Traditional Japanese New Years Meal

Osechi Ryori are traditional Japanese New Year's dishes served in jūbako (special boxes). Kaiseki si composed of a variety of dishes which are beautifully arranged in the jūbako. Osechi Ryori originally began as a meal to enjoy during the first few days of the New Year when stores were closed. The dishes in osechi are made from ingredients that don't spoil easily and can be left in the fridge or stored in a cool area for several days. Each dish in osechi ryori is meant to symbolize good fortune or prosperity. For example, Kuro-mame (black soybeans) are eaten because mame is another word for health, symbolizing health for the new year.

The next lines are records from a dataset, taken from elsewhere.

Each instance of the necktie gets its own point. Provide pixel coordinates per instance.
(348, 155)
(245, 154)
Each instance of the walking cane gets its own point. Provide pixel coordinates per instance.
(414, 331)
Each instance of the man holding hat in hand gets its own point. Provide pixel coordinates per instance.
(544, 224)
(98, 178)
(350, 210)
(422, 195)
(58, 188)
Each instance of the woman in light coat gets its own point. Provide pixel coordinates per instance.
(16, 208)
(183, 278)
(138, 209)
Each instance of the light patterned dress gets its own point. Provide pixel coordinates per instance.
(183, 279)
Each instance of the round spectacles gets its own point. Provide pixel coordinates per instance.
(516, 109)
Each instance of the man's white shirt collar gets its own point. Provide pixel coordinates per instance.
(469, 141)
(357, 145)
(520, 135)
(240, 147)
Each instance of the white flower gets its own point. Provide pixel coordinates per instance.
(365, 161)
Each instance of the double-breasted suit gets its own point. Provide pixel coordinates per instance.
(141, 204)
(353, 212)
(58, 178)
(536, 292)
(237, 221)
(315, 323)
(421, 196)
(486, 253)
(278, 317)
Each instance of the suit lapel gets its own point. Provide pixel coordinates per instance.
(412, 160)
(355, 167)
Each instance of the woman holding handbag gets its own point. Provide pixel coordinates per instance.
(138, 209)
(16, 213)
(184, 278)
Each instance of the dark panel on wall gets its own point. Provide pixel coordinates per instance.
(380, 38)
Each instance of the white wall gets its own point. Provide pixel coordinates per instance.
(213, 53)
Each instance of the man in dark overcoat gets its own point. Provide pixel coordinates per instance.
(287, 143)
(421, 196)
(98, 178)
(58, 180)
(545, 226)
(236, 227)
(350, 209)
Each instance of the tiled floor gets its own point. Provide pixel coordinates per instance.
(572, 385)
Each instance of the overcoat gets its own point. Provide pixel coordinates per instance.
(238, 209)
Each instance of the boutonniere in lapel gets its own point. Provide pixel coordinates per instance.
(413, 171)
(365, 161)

Tai (red sea-bream) is associated with the Japanese word omedetai or congratulations, symbolizing good fortune. Most of the names in osechi ryori can be considered puns for good luck, like konbu which sounds like yorokobu, symbolizing happiness.

The tradition for making osechi ryori dates back to the early days of Japan, when it was considered taboo to cook during the first three days of the new year with a stove (ozoni soup is the only exception to the rule). To make up for that, mothers would prepare the osechi days in advanced for their families. This taboo to avoid cooking with fire is said to be why the Japanese eat toshi-koshi-soba before the old year ends. Toshi Koshi Soba literally translates to year-crossing soba and is a simple soba dish attributed to a long, healthy life. It's believed after spending the previous days preparing osechi, wives would serve toshi koshi soba as an easy meal to relax and enjoy the New Years with family rather than spending time cooking.